Keep this pasta salad recipe in your back pocket for any family gathering or dinner party.
YIELDS
4
TO
6
Ingredients
1/2 red onion, thinly sliced
1/2 cup red wine vinegar
1 teaspoon granulated sugar
Kosher salt and black pepper
250 g rotini or radiatori pasta
1/2 cup (125 ml) mayonnaise
2–3 tablespoons prepared basil pesto
2 teaspoons Dijon mustard
1 lemon, zested and juiced
1/2 fennel bulb, thinly sliced and fronds reserved
200 g jarred or canned tuna
1/4 cup parsley, chopped
1 small handful fresh basil leaves
Directions
In a small bowl or jar, stir together the onion, red wine vinegar, and sugar and season with a teaspoon of salt and some pepper to taste. Set aside to pickle for at least 20 minutes or preferably cover and transfer to the fridge for a few hours or up to 2 weeks.
Meanwhile, boil a large pot of salted water over high heat. Cook the pasta according to the package directions, then strain it and set it aside to cool to room temperature.

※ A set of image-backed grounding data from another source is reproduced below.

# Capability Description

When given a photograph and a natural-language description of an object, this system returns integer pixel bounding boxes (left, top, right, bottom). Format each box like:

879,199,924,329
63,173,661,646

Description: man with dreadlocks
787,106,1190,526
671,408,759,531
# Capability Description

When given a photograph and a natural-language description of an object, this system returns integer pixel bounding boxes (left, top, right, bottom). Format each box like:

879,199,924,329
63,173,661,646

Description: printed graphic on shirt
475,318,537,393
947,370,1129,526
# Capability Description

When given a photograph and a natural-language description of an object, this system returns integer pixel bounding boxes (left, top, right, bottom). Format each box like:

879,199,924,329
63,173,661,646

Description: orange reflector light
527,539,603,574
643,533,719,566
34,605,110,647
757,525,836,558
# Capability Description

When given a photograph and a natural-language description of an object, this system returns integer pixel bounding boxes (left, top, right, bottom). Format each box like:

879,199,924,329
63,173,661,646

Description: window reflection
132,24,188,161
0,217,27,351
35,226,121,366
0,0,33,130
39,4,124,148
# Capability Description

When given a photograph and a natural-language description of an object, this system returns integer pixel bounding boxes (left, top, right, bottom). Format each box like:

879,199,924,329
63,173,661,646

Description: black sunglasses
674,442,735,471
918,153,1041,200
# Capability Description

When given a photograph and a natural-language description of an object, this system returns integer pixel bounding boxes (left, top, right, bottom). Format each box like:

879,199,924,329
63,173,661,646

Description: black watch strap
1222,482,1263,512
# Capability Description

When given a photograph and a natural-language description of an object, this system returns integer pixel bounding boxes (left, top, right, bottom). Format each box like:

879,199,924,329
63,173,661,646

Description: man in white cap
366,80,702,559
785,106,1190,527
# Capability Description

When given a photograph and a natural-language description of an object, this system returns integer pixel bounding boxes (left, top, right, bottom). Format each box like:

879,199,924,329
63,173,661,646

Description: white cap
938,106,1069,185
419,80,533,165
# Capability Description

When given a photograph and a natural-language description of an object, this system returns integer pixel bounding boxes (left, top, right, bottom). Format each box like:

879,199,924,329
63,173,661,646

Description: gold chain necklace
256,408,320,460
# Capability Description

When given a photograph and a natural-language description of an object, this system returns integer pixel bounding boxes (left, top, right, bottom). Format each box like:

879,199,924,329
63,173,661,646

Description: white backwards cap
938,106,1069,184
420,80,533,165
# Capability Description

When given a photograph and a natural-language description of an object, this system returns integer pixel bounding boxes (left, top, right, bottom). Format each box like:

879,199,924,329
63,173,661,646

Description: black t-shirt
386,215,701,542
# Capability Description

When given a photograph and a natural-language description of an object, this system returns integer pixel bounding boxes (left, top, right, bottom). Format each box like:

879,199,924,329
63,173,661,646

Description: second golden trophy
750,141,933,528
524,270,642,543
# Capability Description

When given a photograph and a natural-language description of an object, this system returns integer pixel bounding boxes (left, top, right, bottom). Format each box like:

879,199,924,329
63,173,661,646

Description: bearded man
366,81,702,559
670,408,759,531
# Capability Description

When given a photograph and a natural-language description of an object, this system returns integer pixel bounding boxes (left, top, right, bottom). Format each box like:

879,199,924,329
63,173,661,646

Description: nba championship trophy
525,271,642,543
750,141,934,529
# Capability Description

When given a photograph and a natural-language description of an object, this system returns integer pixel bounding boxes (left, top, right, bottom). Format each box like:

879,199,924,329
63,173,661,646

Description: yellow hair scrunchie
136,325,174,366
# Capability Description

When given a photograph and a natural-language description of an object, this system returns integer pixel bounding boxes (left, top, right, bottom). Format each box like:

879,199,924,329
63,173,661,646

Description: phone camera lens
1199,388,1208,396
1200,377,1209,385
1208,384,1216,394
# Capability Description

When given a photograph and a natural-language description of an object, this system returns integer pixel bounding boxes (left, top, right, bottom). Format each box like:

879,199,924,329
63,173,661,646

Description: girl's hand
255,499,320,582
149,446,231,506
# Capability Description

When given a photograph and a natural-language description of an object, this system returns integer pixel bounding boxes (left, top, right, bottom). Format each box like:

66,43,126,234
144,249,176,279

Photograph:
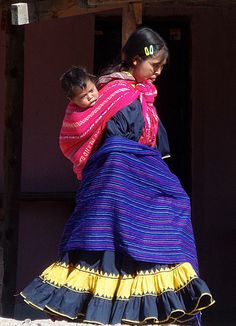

In a large bowl, whisk together the mayonnaise, mustard, lemon zest, and half of the juice of the lemon. Scoop 2 tablespoons of the onion pickling liquid into the bowl and whisk to combine. Season to taste with salt and pepper. Add the fennel to a bowl and toss with the remaining lemon juice to pull back on the strong fennel-y flavour.
Add the pasta, sliced fennel, and onions, leaving the pickling liquid behind. Reserve this pickling liquid to add to salad dressings, or add some more sliced onions into the mix so that you have more pickled onions on hand for future recipes. Add in the tuna and toss well to combine.
Gently stir through the parsley, basil, and fennel fronds and season with more salt, pepper, and lemon juice, if needed.
Serve immediately or store in the fridge for up to 2 days. Enjoy!